IMAGE TRANSFORMATION TASK ON THE DANSAEKHWA DATASETS
Technological advances have brought tremendous changes not only to our general lives but also to the domain of art. As technology continues to progress, it has been functioning as a provider of new tools and applications for the arts and design disciplines. Among myriad applications, one of the trending topics is image transformation tasks, such as image-to-image translation, and style transfer.
Style transfer conventionally refers to the technique of reconstructing images in the style of other images. With the introduction and development of neural stylization methods, it is now possible to effectively, and artistically transfer input images into the images of any desired styles. The technique has allowed people who do not have any prior knowledge in art or coding to confidently produce artistic images that they desire to create. Various applications of style transfer are now available, ranging from the CycleGAN, a variant of GANs (Generative Adversarial Networks), to Prisma, a popular photo-editing app.
Closely related to neural style transfer, pix2pix is a classic example of image-to-image translation networks. These networks use a conditional generative adversarial network (cGAN) to learn a mapping from an input image to output image. The networks also learn a loss function to train the mapping, thus demonstrating a more effective approach to solving image-to-image translation tasks compared to other traditional models.
The images below are the examples of the image-to-image translation tasks available with pix2pix:
Retrieved from the paper Image-to-Image Translation with Conditional Adversarial Nets by Isola et al.)
The project was conducted as a part of the Dansaekhwa Project with the particular objectives of pondering the meaning of a creator in the artistic practice. The code used in the project were heavily borrowed from pix2pix-tensorflow (https://github.com/affinelayer/pix2pix-tensorflow). Among several options provided by the Dansaekhwa members, "Correspondence조응", the painting series by Lee Ufan, and "Untitled무제", a unique Umber Blue painting series, by Yun Hyong-keun are selected for their formal appropriacy, a perceivable similarity between each painting in the collections.
Examples of the target (original) images from the Untitled series by Yun Hyong-keun.

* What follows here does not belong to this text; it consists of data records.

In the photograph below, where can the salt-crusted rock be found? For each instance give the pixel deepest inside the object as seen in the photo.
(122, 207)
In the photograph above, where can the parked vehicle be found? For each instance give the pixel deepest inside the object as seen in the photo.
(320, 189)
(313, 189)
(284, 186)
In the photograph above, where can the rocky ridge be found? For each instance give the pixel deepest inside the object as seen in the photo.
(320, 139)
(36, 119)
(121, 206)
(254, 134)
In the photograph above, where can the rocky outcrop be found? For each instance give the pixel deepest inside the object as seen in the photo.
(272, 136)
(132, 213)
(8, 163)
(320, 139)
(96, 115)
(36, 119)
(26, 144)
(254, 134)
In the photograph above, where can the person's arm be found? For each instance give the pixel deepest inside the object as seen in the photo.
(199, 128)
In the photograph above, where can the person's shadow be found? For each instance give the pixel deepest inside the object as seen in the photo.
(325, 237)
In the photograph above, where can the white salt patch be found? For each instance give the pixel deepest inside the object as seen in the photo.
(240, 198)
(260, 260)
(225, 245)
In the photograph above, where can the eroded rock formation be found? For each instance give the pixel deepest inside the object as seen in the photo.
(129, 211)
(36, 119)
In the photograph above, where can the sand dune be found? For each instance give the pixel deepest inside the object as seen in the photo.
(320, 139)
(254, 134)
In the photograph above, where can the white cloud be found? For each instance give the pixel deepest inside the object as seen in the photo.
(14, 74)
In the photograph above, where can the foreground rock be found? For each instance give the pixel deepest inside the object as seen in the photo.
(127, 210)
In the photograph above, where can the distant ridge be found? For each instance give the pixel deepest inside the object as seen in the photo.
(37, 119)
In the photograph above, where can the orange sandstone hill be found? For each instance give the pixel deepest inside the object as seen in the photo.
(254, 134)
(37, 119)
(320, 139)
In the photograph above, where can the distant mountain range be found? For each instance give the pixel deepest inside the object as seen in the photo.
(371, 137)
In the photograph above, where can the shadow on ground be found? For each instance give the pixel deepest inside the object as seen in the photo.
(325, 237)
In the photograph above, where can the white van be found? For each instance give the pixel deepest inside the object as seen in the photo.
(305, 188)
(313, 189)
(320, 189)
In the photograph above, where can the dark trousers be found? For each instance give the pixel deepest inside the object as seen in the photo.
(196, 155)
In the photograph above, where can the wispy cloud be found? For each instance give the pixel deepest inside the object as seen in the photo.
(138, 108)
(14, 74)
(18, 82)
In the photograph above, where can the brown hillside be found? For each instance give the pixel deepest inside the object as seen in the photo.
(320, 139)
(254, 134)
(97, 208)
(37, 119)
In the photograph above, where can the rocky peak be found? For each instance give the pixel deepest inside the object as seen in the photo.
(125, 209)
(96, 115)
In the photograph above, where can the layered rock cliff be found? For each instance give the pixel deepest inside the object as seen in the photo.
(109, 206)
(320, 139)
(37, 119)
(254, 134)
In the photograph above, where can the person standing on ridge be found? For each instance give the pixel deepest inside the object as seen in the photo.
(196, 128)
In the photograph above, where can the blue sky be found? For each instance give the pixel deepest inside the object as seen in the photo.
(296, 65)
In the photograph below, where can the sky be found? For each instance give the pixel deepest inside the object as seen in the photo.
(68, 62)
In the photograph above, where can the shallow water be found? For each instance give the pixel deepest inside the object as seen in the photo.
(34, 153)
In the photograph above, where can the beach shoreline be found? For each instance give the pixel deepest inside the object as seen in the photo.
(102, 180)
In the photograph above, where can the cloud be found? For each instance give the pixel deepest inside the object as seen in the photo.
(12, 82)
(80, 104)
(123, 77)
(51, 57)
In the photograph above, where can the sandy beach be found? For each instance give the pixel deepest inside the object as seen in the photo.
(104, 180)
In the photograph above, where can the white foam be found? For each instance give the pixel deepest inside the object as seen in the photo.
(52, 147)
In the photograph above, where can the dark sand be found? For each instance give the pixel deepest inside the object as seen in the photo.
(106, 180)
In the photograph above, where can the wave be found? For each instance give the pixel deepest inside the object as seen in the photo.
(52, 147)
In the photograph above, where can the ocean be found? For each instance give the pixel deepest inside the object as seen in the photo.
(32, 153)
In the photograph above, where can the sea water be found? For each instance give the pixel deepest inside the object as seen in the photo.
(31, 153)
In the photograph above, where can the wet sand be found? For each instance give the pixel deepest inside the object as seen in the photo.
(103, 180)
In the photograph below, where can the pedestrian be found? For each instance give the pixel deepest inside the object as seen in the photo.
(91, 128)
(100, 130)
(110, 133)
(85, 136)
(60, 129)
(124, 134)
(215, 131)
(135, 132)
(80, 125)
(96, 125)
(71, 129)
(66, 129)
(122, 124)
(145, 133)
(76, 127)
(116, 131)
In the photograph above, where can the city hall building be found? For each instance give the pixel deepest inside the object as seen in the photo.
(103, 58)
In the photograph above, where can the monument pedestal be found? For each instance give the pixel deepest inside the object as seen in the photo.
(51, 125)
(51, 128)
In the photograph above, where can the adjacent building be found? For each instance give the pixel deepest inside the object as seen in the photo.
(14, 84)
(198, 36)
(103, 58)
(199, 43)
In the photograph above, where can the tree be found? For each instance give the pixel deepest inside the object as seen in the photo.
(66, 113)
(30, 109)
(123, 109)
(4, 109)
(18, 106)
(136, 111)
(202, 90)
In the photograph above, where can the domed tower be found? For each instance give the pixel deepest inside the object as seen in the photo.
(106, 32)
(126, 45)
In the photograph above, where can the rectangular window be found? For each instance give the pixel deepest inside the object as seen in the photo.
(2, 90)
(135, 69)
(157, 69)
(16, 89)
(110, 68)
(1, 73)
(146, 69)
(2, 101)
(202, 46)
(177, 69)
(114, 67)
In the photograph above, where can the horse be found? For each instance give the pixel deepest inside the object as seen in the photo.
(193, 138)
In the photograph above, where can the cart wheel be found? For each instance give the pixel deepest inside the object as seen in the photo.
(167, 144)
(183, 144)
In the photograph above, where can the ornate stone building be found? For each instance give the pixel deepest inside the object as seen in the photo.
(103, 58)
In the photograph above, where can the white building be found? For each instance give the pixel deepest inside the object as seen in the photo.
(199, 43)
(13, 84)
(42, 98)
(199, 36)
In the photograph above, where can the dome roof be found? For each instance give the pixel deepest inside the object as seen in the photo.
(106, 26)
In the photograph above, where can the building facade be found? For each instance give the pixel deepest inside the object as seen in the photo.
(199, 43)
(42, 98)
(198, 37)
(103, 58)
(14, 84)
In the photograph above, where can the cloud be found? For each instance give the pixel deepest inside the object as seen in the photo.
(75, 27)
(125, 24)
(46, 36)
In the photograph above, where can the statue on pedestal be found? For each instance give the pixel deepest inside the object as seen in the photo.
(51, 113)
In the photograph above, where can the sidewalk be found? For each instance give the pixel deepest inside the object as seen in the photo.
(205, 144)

Examples of the target (original) images from the Correspondence series by Lee Ufan.
Each dataset consists of 500 pairs of the images, of 400 pairs used for training and the rest used for the test, which have a dimension of 512 × 512 pixels. 1,000 handmade equivalent input images for target images were created for these particular translation tasks. The images below are the examples of the pairs in each dataset.
The major issue when implementing the vanilla pix2pix was the pronounced checkerboard artifacts, one of the hallmarks of the artificially synthesized images. In order to alleviate the artifacts, the code has been added to the original model. The inserted code was referenced from Deconvolution and Checkerboard Artifacts, the article by Odena et al.
The pronounced checkerboard artifacts in the images generated by the original model. Images partially enlarged.
After inserting the code to resize convolution layers using bicubic resampling, the model stably generates more naturalistic images without exhibiting the pronounced checkerboard pattern of artifacts. The two collections of images below are the selection of output images comparing the results generated by the vanilla pix2pix and by the revised pix2pix networks.
Comparison of generated images with (bottom) and without (top) applying bicubic interpolation.